Some people around the world, and specifically here in Northern Ireland, share this perspective.

Young Earth Creationists continue to debate questions about the age of the earth. As we have seen from the past, and understand today, perhaps the Giant’s Causeway will continue to prompt awe and wonder, and arouse debate and challenging questions for as long as visitors come to see it.

There is no such debate, only unsupported claims by YEC. They may think there is a debate, but the science demonstrates there is nothing to debate. And it would be a misrepresentation of science to liken these YEC claims to the legitimate debate within science about the precise age and cause of the formation.

How does it compare, for example, with the NT’s treatment of other myths? In how many audio visual presentations are local myths presented as serious matters of debate, rather than just myth? Is there serious debate on the matter of the Irish warrior Fionn mac Cumhaill (Finn McCool) building the causeway to walk to Scotland to fight his Scottish counterpart Benandonner? Both this and the YEC claims are on equal footing – i.e. myths.

The NT does indeed appear give the Fionn some weight, here: Giant’s Causeway; but in this case the it is presented tongue in cheek so clearly, as are many fabulous Irish myths, that there is no misunderstanding – and, no religious fundamentalism striving to make political points, something I’d have thought Ireland had seen enough of.

I’d be interested to know what will be done about this at the site. I think the NT has a duty to represent the history of its properties in the most accurate manner. Where ancient myth has played a significant role in a location’s history then it is right and proper to describe such a myth. Where a religious or political debate has used a location, then it is reasonable that this fact should be included in a presentation.

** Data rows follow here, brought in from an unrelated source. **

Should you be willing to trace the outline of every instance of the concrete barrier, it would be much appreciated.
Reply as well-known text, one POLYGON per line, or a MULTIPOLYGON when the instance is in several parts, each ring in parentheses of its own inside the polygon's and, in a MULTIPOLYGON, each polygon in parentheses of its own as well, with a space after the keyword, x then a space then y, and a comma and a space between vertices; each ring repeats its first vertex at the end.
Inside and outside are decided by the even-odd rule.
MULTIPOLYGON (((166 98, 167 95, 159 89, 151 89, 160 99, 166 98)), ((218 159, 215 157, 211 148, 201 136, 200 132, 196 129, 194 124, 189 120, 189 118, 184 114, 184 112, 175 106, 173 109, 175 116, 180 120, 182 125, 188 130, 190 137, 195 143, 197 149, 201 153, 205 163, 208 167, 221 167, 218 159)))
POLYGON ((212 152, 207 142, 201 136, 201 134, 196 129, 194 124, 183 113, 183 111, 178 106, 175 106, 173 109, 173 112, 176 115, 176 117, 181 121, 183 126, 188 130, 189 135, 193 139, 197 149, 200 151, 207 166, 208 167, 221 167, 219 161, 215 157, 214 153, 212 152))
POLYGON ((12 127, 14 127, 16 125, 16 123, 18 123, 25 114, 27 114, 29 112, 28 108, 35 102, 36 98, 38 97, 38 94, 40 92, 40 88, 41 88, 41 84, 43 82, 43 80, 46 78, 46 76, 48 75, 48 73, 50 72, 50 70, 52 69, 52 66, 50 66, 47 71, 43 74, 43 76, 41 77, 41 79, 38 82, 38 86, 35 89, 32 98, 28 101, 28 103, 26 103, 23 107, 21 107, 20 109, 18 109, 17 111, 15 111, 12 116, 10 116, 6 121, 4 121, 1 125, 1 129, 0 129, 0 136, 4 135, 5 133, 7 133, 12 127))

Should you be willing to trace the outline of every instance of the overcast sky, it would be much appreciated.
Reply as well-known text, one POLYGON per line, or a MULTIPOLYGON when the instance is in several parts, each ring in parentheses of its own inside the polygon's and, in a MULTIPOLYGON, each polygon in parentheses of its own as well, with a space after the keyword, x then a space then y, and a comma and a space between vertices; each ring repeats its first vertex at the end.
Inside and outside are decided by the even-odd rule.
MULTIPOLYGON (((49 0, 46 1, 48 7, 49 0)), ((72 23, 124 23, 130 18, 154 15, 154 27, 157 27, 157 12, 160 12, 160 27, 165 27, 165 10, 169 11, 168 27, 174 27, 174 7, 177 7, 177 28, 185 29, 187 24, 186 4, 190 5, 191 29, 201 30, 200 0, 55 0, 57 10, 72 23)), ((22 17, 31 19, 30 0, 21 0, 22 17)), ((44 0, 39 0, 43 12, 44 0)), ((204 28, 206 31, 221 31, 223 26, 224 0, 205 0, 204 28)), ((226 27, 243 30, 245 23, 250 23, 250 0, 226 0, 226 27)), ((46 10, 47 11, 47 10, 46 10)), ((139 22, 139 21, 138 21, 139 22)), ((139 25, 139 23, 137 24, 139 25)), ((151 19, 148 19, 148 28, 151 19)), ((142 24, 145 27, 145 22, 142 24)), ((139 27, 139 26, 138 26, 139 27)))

But there is a distinction between the fact of the religous or political debate, and the fact of the matter supposedly being debated. In this case, one fact is that YEC have used the causeway in the promotion of their claims. A quite different fact is the age and cause of the rock formation. The NT should not allow religous or political pressure groups to influence NT presentations as it is a very dangerous precedent. There’s already abundant bollocks believed in Ireland as it is. The NT doesn’t need to add to it.